SUPREME CONFIRMATION
For the protest in 2018, there was still a long way to go. The Supreme Court ruling took time, but it arrived. Two weeks ago, on March 4, the highest court confirmed the 25-year prison sentence for Derpich and 14 other former CNI agents.
After repeated attempts to avoid it, there were no more judicial exits left. Those who knew the process closely emphasize that at all times his defense tried to blame the deceased Joaquín Molina or Corbalán. While the latter limited himself to saying that his role was to support Derpich, who served as the person in charge in the regions.
The same sources confide that Derpich's figure is a sign of the limitations that investigations into these cases have had outside the Metropolitan region, since in the regions a series of human rights violations were recorded, but it has rarely been possible to support them with sufficient evidence.
For this reason, it is likely that Derpich benefited from that "luck," unlike what happened with figures like Corbalán.

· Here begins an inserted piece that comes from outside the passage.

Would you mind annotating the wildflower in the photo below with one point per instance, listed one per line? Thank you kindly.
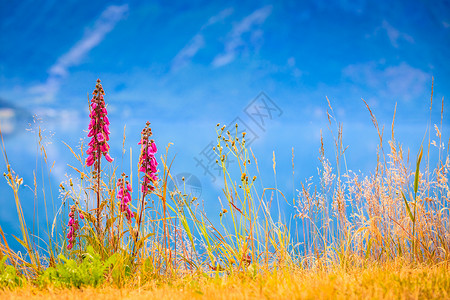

During the last week, he was formally notified of the conviction. Therefore, there was no other path than to actually go to prison.
After the Supreme Court's confirmation, the minister of the Concepción Court of Appeals, Carlos Aldana, sent the respective arrest warrant to the PDI Human Rights Brigade.
That is why on the morning of this Monday they arrived at his home in Providencia. However, they did not find him, and the police officers were received by his son.
By then, Derpich had traveled in his car to Calle Juan de Dios Vial Correa, in the heart of Plaza Las Lilas, a few blocks from his apartment on El Vergel. In the meantime, his family had noticed a farewell letter, in which he specifically indicated that he was going to be at that location.
That was how the PDI and his loved ones arrived there together, where they found him inside his car with a gunshot to the head. According to what was stated by the flagrancy prosecutor, Luis Jaramillo, and the sub-prefect Juan Luis Fonseca, head of the Metropolitan BH, there were no signs of third-party intervention at the scene. He committed suicide.